Dec 15, 2019, 12:00 PM
20m
Sun: B1F-Meeting rooms#4-6; Mon-Wed: B2F-RAN (International Conference Center Hiroshima)

Sun: B1F-Meeting rooms#4-6; Mon-Wed: B2F-RAN

International Conference Center Hiroshima

Peace Memorial Park, Hiroshima-shi
ORAL Pixel sensors for tracking Session2

Speaker

Magdalena Munker (CERN)

Description

The physics aims at the proposed future CLIC high-energy linear e+e- collider pose challenging demands on the performance of the detector system. Precise hit-time tagging with ~5 ns resolution is required for the vertex and tracking detectors, to mitigate the impact of beam-induced background on the measurement accuracy. Moreover, a low mass of ~0.2% X0 per layer for the vertex and ~1% X0 per layer for the tracker is needed, combined with a single-plane spatial resolution of a few micrometers. To address these requirements, an all silicon vertex and tracking system is foreseen at CLIC. To this end, a broad R&D program on new silicon detector technologies is being pursued. For the ultra-light vertex detector, different small pitch (25 um) hybrid technologies with innovative sensor concepts are explored. A dedicated 65 nm readout chip (CLICpix2) has been developed and interconnected via fine pitch bump-bonding to thin planar sensors. Furthermore, alternative interconnects such as bonding using anisotropic conductive films (ACF) are explored. Adapted to the low duty cycle of CLIC, pulsed power operation has been implemented in CLICpix2 and experimentally tested. Moreover, various Silicon On Insulator (SOI) test chips are under study. For the large-scale silicon tracker, fully monolithic CMOS technologies are considered.
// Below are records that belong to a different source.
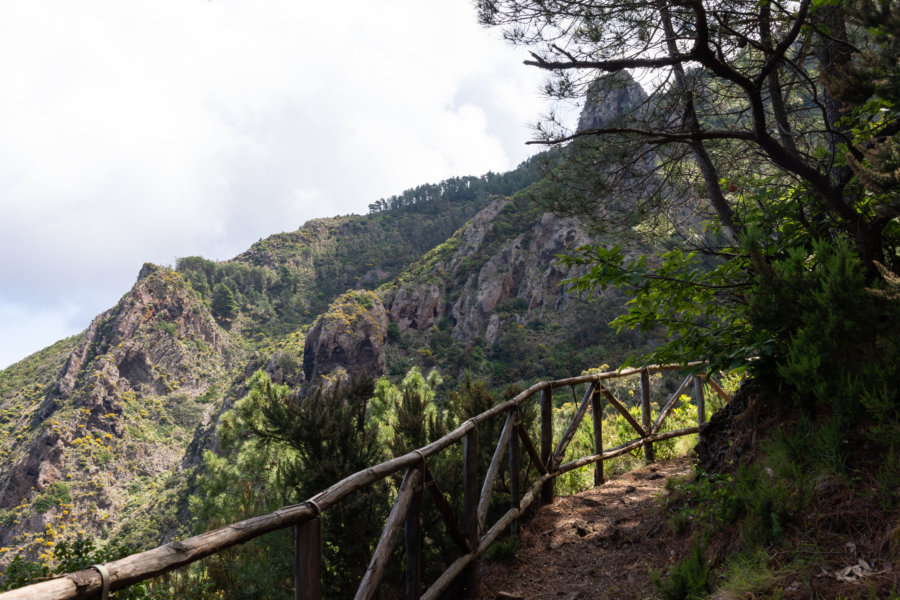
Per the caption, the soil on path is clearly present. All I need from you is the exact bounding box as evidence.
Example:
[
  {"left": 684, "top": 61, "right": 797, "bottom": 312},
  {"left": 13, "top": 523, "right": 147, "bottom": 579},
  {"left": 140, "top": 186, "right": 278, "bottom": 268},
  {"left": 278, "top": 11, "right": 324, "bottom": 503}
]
[{"left": 477, "top": 458, "right": 693, "bottom": 600}]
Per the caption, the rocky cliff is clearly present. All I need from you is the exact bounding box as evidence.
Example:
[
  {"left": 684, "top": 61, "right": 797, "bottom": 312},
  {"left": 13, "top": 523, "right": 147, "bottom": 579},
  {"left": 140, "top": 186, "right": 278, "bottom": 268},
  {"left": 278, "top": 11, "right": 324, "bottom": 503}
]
[
  {"left": 0, "top": 82, "right": 652, "bottom": 564},
  {"left": 0, "top": 265, "right": 236, "bottom": 551}
]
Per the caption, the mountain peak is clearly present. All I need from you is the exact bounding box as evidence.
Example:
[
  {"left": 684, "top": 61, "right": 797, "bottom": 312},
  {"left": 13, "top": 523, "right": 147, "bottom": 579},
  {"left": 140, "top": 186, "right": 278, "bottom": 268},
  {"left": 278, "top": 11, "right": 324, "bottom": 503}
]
[{"left": 576, "top": 69, "right": 647, "bottom": 133}]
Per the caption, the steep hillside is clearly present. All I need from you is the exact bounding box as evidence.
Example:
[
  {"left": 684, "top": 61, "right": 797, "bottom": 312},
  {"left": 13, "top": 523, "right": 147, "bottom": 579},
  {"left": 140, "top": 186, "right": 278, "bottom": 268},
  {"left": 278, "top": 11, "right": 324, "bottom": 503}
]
[
  {"left": 0, "top": 265, "right": 232, "bottom": 552},
  {"left": 0, "top": 76, "right": 653, "bottom": 564}
]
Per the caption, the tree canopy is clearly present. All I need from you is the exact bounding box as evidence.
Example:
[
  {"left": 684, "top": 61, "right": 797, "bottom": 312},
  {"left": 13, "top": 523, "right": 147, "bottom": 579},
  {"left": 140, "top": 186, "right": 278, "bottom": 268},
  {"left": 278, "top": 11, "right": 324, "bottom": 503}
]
[{"left": 477, "top": 0, "right": 900, "bottom": 416}]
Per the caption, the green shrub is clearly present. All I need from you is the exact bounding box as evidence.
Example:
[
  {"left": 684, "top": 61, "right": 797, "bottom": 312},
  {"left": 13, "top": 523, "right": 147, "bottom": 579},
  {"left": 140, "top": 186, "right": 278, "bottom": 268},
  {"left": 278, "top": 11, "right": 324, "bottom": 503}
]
[{"left": 651, "top": 541, "right": 710, "bottom": 600}]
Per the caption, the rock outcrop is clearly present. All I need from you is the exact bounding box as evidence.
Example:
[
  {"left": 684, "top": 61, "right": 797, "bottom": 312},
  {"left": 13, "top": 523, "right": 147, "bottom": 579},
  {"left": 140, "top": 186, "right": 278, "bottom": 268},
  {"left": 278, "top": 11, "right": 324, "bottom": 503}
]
[
  {"left": 303, "top": 290, "right": 388, "bottom": 382},
  {"left": 0, "top": 264, "right": 229, "bottom": 547},
  {"left": 576, "top": 70, "right": 647, "bottom": 132},
  {"left": 384, "top": 198, "right": 590, "bottom": 343}
]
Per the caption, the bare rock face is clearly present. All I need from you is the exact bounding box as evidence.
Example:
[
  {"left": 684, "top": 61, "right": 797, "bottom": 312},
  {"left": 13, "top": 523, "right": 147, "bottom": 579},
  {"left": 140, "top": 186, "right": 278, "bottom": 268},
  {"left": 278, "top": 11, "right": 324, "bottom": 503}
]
[
  {"left": 303, "top": 290, "right": 388, "bottom": 381},
  {"left": 576, "top": 70, "right": 647, "bottom": 132},
  {"left": 450, "top": 213, "right": 590, "bottom": 343},
  {"left": 0, "top": 264, "right": 228, "bottom": 545},
  {"left": 384, "top": 198, "right": 590, "bottom": 343}
]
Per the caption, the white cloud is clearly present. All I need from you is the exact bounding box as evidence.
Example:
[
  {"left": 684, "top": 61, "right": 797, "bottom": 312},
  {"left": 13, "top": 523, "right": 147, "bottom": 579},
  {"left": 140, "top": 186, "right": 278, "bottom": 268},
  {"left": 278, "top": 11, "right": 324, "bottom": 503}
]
[{"left": 0, "top": 0, "right": 541, "bottom": 367}]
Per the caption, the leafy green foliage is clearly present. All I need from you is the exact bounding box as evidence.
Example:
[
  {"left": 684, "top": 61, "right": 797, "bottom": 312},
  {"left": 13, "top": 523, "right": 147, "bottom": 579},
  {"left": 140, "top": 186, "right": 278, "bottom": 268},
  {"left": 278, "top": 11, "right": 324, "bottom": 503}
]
[
  {"left": 211, "top": 283, "right": 239, "bottom": 321},
  {"left": 0, "top": 535, "right": 150, "bottom": 600},
  {"left": 191, "top": 372, "right": 388, "bottom": 598},
  {"left": 653, "top": 540, "right": 710, "bottom": 600}
]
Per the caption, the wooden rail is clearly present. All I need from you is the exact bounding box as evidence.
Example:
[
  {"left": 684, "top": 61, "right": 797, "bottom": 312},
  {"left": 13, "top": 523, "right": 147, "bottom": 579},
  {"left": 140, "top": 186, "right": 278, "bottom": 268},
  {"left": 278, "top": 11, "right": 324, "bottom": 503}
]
[{"left": 0, "top": 362, "right": 730, "bottom": 600}]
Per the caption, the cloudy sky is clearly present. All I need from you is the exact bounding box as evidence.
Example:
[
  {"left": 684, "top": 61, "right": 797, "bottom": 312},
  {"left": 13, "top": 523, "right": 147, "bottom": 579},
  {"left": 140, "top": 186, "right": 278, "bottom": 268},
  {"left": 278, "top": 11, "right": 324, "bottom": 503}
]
[{"left": 0, "top": 0, "right": 544, "bottom": 368}]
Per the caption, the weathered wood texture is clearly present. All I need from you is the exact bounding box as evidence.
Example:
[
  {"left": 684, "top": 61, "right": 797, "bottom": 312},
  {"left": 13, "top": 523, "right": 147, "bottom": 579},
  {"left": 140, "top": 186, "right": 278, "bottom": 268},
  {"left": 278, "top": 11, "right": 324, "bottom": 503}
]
[
  {"left": 461, "top": 429, "right": 480, "bottom": 598},
  {"left": 0, "top": 362, "right": 730, "bottom": 600},
  {"left": 541, "top": 386, "right": 553, "bottom": 504},
  {"left": 706, "top": 377, "right": 731, "bottom": 402},
  {"left": 694, "top": 373, "right": 706, "bottom": 425},
  {"left": 354, "top": 468, "right": 421, "bottom": 600},
  {"left": 293, "top": 517, "right": 322, "bottom": 600},
  {"left": 551, "top": 382, "right": 596, "bottom": 470},
  {"left": 641, "top": 369, "right": 656, "bottom": 465},
  {"left": 425, "top": 467, "right": 472, "bottom": 554},
  {"left": 509, "top": 409, "right": 520, "bottom": 535},
  {"left": 477, "top": 411, "right": 516, "bottom": 532},
  {"left": 651, "top": 375, "right": 693, "bottom": 433},
  {"left": 403, "top": 472, "right": 425, "bottom": 600},
  {"left": 600, "top": 386, "right": 648, "bottom": 435},
  {"left": 591, "top": 390, "right": 605, "bottom": 485}
]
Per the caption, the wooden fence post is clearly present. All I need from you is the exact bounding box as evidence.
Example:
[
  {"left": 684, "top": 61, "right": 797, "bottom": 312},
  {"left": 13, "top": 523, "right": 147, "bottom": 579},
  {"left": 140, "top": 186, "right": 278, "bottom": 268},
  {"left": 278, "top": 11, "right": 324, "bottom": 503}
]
[
  {"left": 404, "top": 468, "right": 425, "bottom": 600},
  {"left": 509, "top": 408, "right": 521, "bottom": 537},
  {"left": 293, "top": 517, "right": 322, "bottom": 600},
  {"left": 591, "top": 388, "right": 605, "bottom": 485},
  {"left": 694, "top": 373, "right": 706, "bottom": 425},
  {"left": 541, "top": 386, "right": 555, "bottom": 504},
  {"left": 462, "top": 428, "right": 480, "bottom": 598},
  {"left": 641, "top": 369, "right": 654, "bottom": 465}
]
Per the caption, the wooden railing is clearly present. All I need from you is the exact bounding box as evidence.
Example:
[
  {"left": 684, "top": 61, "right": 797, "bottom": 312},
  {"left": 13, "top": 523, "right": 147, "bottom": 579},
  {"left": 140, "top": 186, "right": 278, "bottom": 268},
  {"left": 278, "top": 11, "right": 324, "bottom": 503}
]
[{"left": 0, "top": 363, "right": 730, "bottom": 600}]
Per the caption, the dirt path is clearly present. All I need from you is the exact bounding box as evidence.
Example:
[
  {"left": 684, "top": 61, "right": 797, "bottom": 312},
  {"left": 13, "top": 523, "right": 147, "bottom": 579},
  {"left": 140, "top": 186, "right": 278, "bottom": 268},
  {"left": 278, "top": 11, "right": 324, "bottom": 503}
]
[{"left": 478, "top": 458, "right": 692, "bottom": 600}]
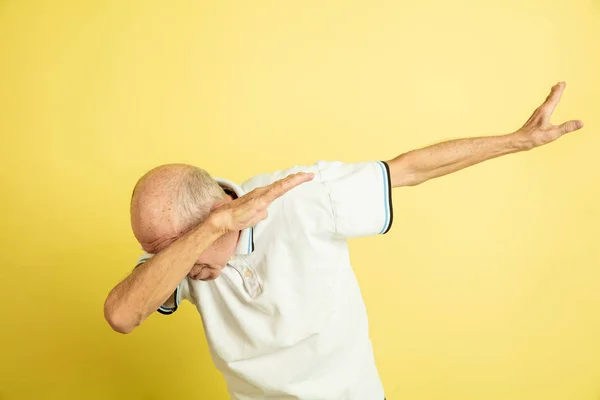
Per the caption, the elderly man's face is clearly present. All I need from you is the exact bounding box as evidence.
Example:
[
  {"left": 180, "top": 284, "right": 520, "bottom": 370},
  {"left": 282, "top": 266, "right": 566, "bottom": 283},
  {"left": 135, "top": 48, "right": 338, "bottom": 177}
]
[{"left": 131, "top": 167, "right": 239, "bottom": 280}]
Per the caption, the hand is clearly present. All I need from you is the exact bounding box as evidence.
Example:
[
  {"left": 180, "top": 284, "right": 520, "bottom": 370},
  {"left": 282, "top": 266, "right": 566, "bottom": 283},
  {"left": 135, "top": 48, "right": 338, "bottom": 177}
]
[
  {"left": 514, "top": 82, "right": 583, "bottom": 150},
  {"left": 209, "top": 172, "right": 314, "bottom": 234}
]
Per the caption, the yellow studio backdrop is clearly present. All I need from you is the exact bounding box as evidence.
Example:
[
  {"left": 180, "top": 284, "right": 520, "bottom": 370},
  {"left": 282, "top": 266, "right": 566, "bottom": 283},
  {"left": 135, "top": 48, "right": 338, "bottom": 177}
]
[{"left": 0, "top": 0, "right": 600, "bottom": 400}]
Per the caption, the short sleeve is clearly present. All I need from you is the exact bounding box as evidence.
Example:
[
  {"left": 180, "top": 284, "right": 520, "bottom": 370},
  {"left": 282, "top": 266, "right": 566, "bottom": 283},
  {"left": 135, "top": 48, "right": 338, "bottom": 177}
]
[
  {"left": 135, "top": 253, "right": 188, "bottom": 315},
  {"left": 317, "top": 161, "right": 393, "bottom": 238}
]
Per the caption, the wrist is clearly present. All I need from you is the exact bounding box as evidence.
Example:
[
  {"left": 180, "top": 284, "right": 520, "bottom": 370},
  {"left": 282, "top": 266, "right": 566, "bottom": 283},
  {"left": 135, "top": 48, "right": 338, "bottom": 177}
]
[{"left": 508, "top": 130, "right": 535, "bottom": 151}]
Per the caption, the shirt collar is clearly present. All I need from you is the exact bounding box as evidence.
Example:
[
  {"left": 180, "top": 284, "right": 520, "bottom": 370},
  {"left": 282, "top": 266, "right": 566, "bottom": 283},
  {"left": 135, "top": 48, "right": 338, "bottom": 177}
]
[{"left": 214, "top": 178, "right": 254, "bottom": 254}]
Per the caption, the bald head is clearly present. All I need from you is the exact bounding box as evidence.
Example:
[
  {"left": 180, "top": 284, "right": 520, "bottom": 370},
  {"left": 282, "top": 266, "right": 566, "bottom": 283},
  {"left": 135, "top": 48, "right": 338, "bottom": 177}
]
[{"left": 131, "top": 164, "right": 226, "bottom": 252}]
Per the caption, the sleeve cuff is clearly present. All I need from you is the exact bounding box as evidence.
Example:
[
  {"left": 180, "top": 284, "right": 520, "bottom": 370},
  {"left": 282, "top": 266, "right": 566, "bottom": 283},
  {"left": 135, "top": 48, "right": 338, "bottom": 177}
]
[
  {"left": 157, "top": 283, "right": 181, "bottom": 315},
  {"left": 379, "top": 161, "right": 394, "bottom": 235}
]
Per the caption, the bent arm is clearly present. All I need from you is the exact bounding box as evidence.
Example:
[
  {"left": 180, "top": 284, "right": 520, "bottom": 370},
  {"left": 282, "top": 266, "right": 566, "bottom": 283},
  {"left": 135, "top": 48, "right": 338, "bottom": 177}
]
[{"left": 104, "top": 219, "right": 221, "bottom": 333}]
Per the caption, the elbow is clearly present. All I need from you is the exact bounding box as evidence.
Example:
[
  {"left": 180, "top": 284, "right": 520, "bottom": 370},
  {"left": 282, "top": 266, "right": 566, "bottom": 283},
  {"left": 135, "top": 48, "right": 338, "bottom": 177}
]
[{"left": 104, "top": 296, "right": 140, "bottom": 334}]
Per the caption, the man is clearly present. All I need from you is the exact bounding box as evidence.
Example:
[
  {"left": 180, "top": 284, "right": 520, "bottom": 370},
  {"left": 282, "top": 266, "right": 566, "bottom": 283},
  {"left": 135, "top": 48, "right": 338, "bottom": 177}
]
[{"left": 105, "top": 82, "right": 583, "bottom": 400}]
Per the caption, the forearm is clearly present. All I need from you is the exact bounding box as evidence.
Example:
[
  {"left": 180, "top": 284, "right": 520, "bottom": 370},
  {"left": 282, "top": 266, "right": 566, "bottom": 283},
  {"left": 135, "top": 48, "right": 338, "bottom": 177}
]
[
  {"left": 388, "top": 134, "right": 531, "bottom": 187},
  {"left": 104, "top": 222, "right": 221, "bottom": 333}
]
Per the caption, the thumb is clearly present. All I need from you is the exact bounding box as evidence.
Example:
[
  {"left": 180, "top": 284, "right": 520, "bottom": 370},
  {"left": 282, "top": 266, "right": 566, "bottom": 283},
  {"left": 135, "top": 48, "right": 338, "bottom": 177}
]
[{"left": 558, "top": 120, "right": 583, "bottom": 135}]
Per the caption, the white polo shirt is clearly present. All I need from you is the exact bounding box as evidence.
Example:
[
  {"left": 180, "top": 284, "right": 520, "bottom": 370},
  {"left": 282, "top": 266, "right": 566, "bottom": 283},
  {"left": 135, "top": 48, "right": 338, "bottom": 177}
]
[{"left": 138, "top": 161, "right": 392, "bottom": 400}]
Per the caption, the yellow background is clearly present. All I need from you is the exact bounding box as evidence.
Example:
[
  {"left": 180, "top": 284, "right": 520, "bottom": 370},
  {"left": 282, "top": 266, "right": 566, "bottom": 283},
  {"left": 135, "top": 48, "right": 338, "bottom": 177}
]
[{"left": 0, "top": 0, "right": 600, "bottom": 400}]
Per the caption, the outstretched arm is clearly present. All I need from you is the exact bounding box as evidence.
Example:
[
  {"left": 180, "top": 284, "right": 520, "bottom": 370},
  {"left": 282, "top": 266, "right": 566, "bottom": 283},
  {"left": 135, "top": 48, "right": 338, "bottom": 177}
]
[{"left": 387, "top": 82, "right": 583, "bottom": 187}]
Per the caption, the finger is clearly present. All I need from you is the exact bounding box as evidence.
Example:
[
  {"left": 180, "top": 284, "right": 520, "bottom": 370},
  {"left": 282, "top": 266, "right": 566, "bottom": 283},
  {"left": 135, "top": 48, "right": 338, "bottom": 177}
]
[
  {"left": 540, "top": 82, "right": 567, "bottom": 118},
  {"left": 262, "top": 172, "right": 315, "bottom": 203},
  {"left": 557, "top": 120, "right": 583, "bottom": 135}
]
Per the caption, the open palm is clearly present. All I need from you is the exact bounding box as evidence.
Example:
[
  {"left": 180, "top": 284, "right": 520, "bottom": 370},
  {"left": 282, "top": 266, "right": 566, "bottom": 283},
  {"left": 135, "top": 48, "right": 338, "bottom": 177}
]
[{"left": 517, "top": 82, "right": 583, "bottom": 148}]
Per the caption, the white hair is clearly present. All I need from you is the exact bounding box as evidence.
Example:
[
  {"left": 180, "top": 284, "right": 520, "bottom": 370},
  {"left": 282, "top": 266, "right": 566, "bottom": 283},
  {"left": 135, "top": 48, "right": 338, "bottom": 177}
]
[{"left": 175, "top": 166, "right": 226, "bottom": 227}]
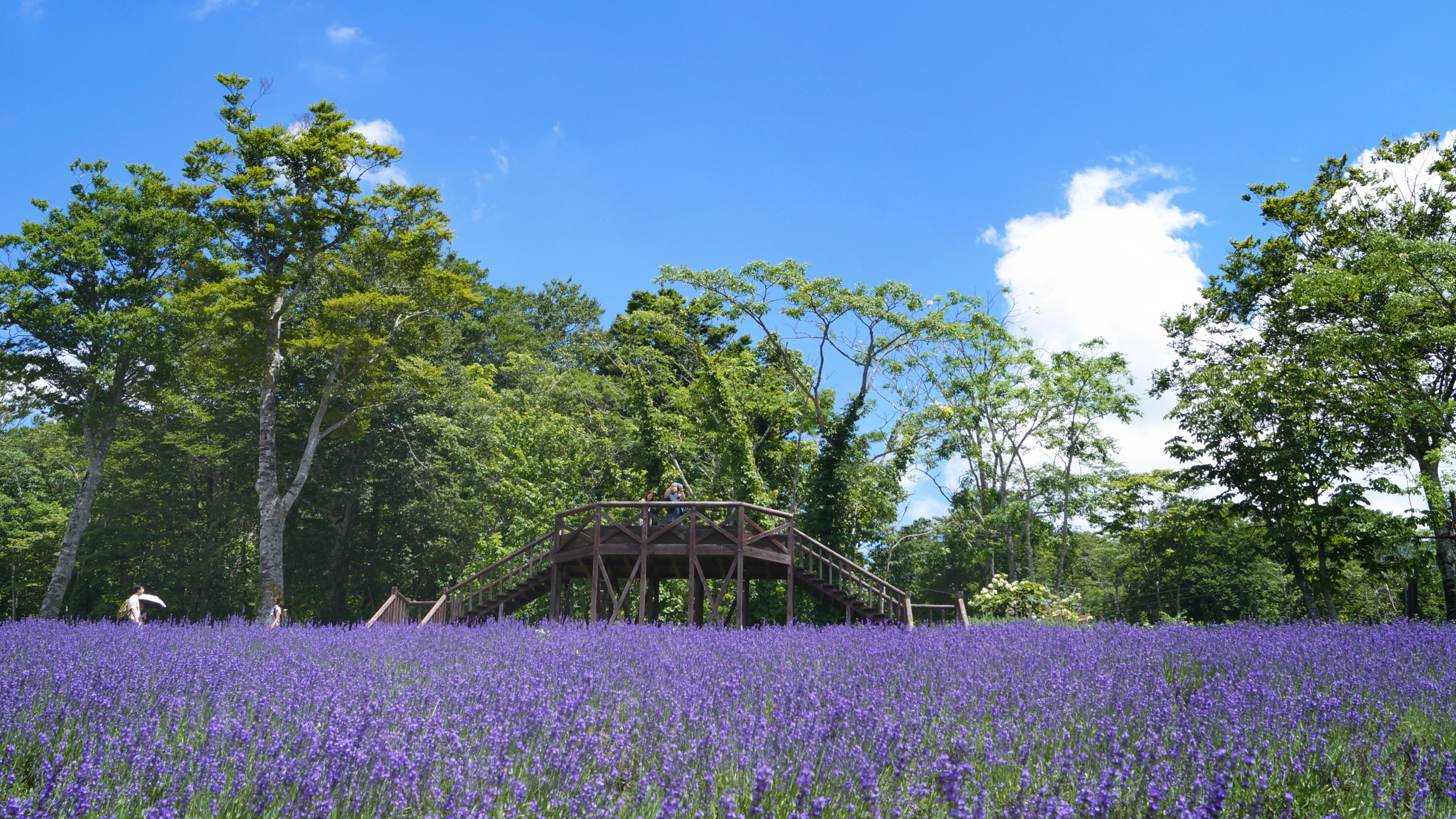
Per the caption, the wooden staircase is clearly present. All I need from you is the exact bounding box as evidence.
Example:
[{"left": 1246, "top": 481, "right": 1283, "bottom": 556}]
[{"left": 369, "top": 501, "right": 966, "bottom": 627}]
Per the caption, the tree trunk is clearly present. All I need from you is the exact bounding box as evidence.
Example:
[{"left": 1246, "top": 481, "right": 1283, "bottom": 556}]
[
  {"left": 1315, "top": 539, "right": 1340, "bottom": 622},
  {"left": 255, "top": 299, "right": 351, "bottom": 618},
  {"left": 1053, "top": 460, "right": 1072, "bottom": 586},
  {"left": 255, "top": 306, "right": 288, "bottom": 619},
  {"left": 1284, "top": 546, "right": 1319, "bottom": 619},
  {"left": 1418, "top": 463, "right": 1456, "bottom": 619},
  {"left": 1021, "top": 494, "right": 1036, "bottom": 583},
  {"left": 326, "top": 500, "right": 357, "bottom": 622},
  {"left": 41, "top": 418, "right": 116, "bottom": 618}
]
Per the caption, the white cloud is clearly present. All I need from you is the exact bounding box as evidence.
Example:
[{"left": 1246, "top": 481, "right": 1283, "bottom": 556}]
[
  {"left": 364, "top": 165, "right": 409, "bottom": 185},
  {"left": 981, "top": 166, "right": 1204, "bottom": 471},
  {"left": 490, "top": 147, "right": 511, "bottom": 177},
  {"left": 354, "top": 120, "right": 409, "bottom": 185},
  {"left": 192, "top": 0, "right": 258, "bottom": 20},
  {"left": 354, "top": 120, "right": 405, "bottom": 146},
  {"left": 323, "top": 25, "right": 364, "bottom": 45}
]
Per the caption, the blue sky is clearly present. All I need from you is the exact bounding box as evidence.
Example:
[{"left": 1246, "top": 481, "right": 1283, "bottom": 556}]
[{"left": 0, "top": 0, "right": 1456, "bottom": 504}]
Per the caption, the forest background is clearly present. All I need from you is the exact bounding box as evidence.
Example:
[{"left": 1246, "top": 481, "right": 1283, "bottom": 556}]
[{"left": 0, "top": 77, "right": 1456, "bottom": 622}]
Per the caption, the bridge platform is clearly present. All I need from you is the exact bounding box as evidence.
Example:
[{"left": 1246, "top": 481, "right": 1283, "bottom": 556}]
[{"left": 369, "top": 501, "right": 966, "bottom": 628}]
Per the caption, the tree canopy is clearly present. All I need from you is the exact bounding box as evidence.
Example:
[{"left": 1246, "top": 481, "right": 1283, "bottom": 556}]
[{"left": 0, "top": 74, "right": 1432, "bottom": 622}]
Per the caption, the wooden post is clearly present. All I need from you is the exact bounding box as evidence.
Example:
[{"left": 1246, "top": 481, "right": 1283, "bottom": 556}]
[
  {"left": 638, "top": 556, "right": 647, "bottom": 625},
  {"left": 733, "top": 506, "right": 748, "bottom": 628},
  {"left": 784, "top": 517, "right": 794, "bottom": 625},
  {"left": 587, "top": 555, "right": 602, "bottom": 622},
  {"left": 687, "top": 507, "right": 703, "bottom": 625},
  {"left": 591, "top": 506, "right": 602, "bottom": 622},
  {"left": 551, "top": 560, "right": 561, "bottom": 621}
]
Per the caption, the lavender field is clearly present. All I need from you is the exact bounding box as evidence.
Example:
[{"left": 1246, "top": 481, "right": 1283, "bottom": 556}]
[{"left": 0, "top": 621, "right": 1456, "bottom": 818}]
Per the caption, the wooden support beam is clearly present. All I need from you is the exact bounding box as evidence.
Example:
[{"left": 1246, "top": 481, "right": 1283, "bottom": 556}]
[
  {"left": 733, "top": 506, "right": 748, "bottom": 628},
  {"left": 551, "top": 561, "right": 561, "bottom": 621},
  {"left": 784, "top": 523, "right": 794, "bottom": 625}
]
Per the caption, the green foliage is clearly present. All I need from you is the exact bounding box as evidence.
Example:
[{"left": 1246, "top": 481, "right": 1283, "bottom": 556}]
[{"left": 0, "top": 92, "right": 1438, "bottom": 622}]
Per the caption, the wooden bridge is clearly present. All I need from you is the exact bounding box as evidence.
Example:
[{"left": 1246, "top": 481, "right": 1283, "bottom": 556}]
[{"left": 369, "top": 501, "right": 967, "bottom": 628}]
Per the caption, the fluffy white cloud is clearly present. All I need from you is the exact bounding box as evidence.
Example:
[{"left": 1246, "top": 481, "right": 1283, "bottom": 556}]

CMOS sensors with a large collection electrode have been extensively studied in various test-beam campaigns. Using 3D TCAD simulations, innovative sensor concepts have been developed for CMOS sensors with a small collection electrode, and implemented in various prototype chips targeting CLIC and other future projects. A dedicated tracker prototype chip using a 180 nm CMOS process with a high-resistivity epitaxial layer and an innovative sub-pixel segmentation scheme has recently been produced and is currently under evaluation. To predict the performance of the various prototype technologies, a fast and versatile Monte Carlo Simulation Tool (Allpix-Squared) has been developed. This contribution gives an overview of the R&D program for the CLIC vertex and tracking system, highlighting new results from measurements and simulations of recent prototypes.